Based on the training data, AI will then generate different variations or even entirely new concepts, which will be tested and evaluated. The end goal is to use the results to refine the input to get the best-performing outputs.
Generate new ideas
Have you had a brainstorming session with Chat GPT yet? Generative AI is a great source of ideas and suggestions; however, the output does sometimes require a human touch. It can be used for ad titles, ad copy, CTAs, drafting emails, writing product descriptions, etc.
You can feed it your campaign’s performance data and ask for ideas for the next steps or improvements. Although this will require some human input, too, it could help solve many performance issues.
Generative AI limitations and ethical concerns
As powerful as AI algorithms may be, they lack the nuances of human judgment and empathy. It is essential to remember that AI is a tool, not a replacement for human creativity and ethical decision-making. Human oversight is crucial to ensure that situations such as the ones below are avoided:
- Generative AI creates content based on the information it is trained on; therefore, there is a serious risk of copyright infringement. The content created is likely to resemble something that already exists.
- The ease with which voices and images can be duplicated and the collection and analysis of personal data can pose a severe privacy and security threat if not handled properly or if it is used for malicious purposes.
- This technology can be used to spread fake content and proliferate misinformation.

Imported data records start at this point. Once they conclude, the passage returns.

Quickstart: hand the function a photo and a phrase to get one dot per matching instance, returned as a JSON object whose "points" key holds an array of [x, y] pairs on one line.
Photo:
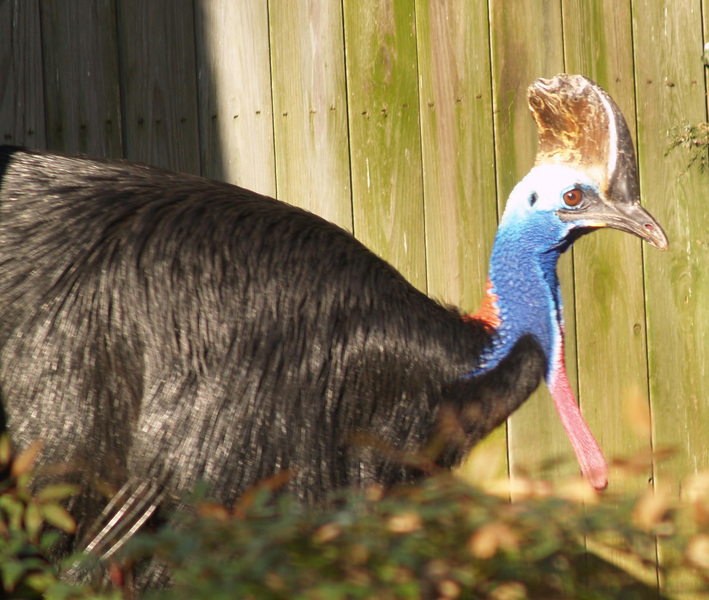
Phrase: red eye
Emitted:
{"points": [[573, 197]]}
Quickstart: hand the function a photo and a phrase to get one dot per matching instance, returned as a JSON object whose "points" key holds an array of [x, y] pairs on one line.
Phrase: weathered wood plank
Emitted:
{"points": [[610, 315], [81, 75], [526, 40], [458, 147], [668, 42], [459, 168], [310, 107], [236, 118], [385, 141], [158, 75], [21, 80]]}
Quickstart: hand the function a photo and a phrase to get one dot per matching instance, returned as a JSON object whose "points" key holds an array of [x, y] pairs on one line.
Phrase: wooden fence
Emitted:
{"points": [[405, 121]]}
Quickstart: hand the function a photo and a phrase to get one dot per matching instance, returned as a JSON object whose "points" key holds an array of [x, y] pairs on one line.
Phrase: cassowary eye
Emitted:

- Due to the data sets that the AI has been trained on, there can be biased, toxic, and harmful outputs which can sometimes be discriminatory.
Conclusion
To summarize, the integration of generative AI in advertising has the potential to revolutionize the ad tech industry. With its ability to analyze vast amounts of data, generate compelling content, and optimize campaigns in real-time, AI offers marketers new avenues for reaching their target audiences with personalized and engaging messages. By using generative AI, marketers can tap into the creative power of algorithms to generate variations, test campaigns, and uncover insights that can fuel campaign success. However, it is crucial to remember that AI is not a standalone solution but rather a tool that should be combined with human expertise and strategic thinking.